SOLID, the Five Basic Principles of Object-oriented Programming and Design

SOLID is the set of five basic principles of object-oriented programming and design.

  • SRP: Single Responsibility Principle
  • OCP: Open-Closed Principle
  • LSP: Liskov Substitution Principle
  • ISP: Interface Segregation Principle
  • DIP: Dependency Inversion

Taking the first letters gives the name SOLID.

SRP: Single Responsibility Principle

  • A software design component(class, function, module, and so on) should have only one responsibility.
  • A well-designed program is generally affected less by changes caused by new requirements.
  • In other words, it means a program with high cohesion and low coupling.
  • If one class has too many functions, that is, too many responsibilities, functions inside the class are more likely to become strongly coupled. This increases maintenance cost, so responsibilities must be separated.
  • A class should perform one responsibility. If it performs several, split it.

Example Violating SRP

The code below is an example of work by employee role.

package com.devkuma.tutorial.solid.srp.bad;

public interface Employee {

    // Accounting team work
    void calculatePay();

    // HR team work
    void reportHours();

    // DB administrator work
    void save();
}

The three methods above each have responsibilities for different actors, so the code violates SRP.
In other words, code for different actors should be separated.

Solution to the SRP Violation

The solution to the example above is as follows.

Shared data class

package com.devkuma.tutorial.solid.srp.good;

// Shared data
public class Employee {
    private Integer id;
    private String name;
    private Integer salary;

    public Employee(Integer id, String name, Integer salary) {
        this.id = id;
        this.name = name;
        this.salary = salary;
    }
}

HR work class

package com.devkuma.tutorial.solid.srp.good;

// HR team work
public abstract class HourReporter {

    private Employee employee;

    public HourReporter(Employee employee) {
        this.employee = employee;
    }

    abstract void reportHours();
}

Accounting work class

package com.devkuma.tutorial.solid.srp.good;

// Accounting team work
public abstract class PayCalculator {

    private Employee employee;

    public PayCalculator(Employee employee) {
        this.employee = employee;
    }

    abstract void reportHours();
}

DB administrator work class

package com.devkuma.tutorial.solid.srp.good;

// DB administrator work
public abstract class EmployeeSaver {

    private Employee employee;

    public EmployeeSaver(Employee employee) {
        this.employee = employee;
    }

    // Used by the development team.
    abstract void save();
}

Collect shared data in one place and move functions for different actors into classes that fit each responsibility.

OCP: Open-Closed Principle

  • Design should allow features to be modified or added(Open) without changing existing code(Closed).
  • Software should be open for extension(features) and closed against surrounding changes. Direct code modification should not be necessary.

Example Violating OCP

The code below is an example program that manages employee information.

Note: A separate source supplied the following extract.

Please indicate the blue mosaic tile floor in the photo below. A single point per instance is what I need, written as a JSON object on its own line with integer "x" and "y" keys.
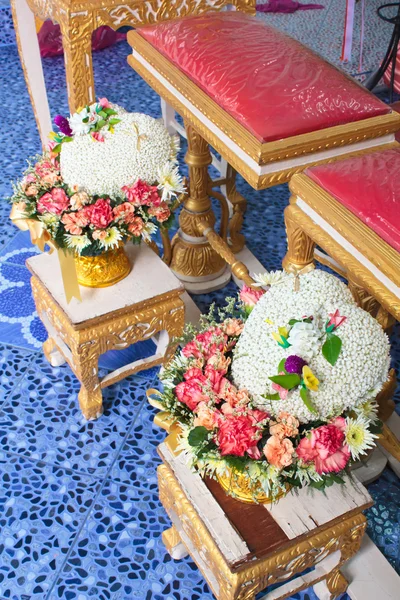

package com.devkuma.tutorial.solid.ocp.bad;

public class Employee {
    private String description;

    private String[] names;

    public Employee(String description, String[] names) {
        this.description = description;
        this.names = names;
    }

    public void setDescription(String description) {
        this.description = description;
    }

    public String getDescription() {
        return description;
    }

    public void setNames(String[] names) {
        this.names = names;
    }

    public String[] getNames() {
        return names;
    }
}
package com.devkuma.tutorial.solid.ocp.bad;

public class EmployeePrinter {

    public void print(Employee employee) {
        System.out.println(employee.getDescription());
        for (String name : employee.getNames()) {
            System.out.println(name);
        }
    }
}
package com.devkuma.tutorial.solid.ocp.bad;

public class Main {

    public static void main(String[] args) {
        Employee employee = new Employee("Employee information", new String[]{"devkuma", "araikuma", "kimkc"});
        new EmployeePrinter().print(employee);
    }
}

In the example above, if the data structure of names in the Employee object changes, the implementation of EmployeePrinter must also change.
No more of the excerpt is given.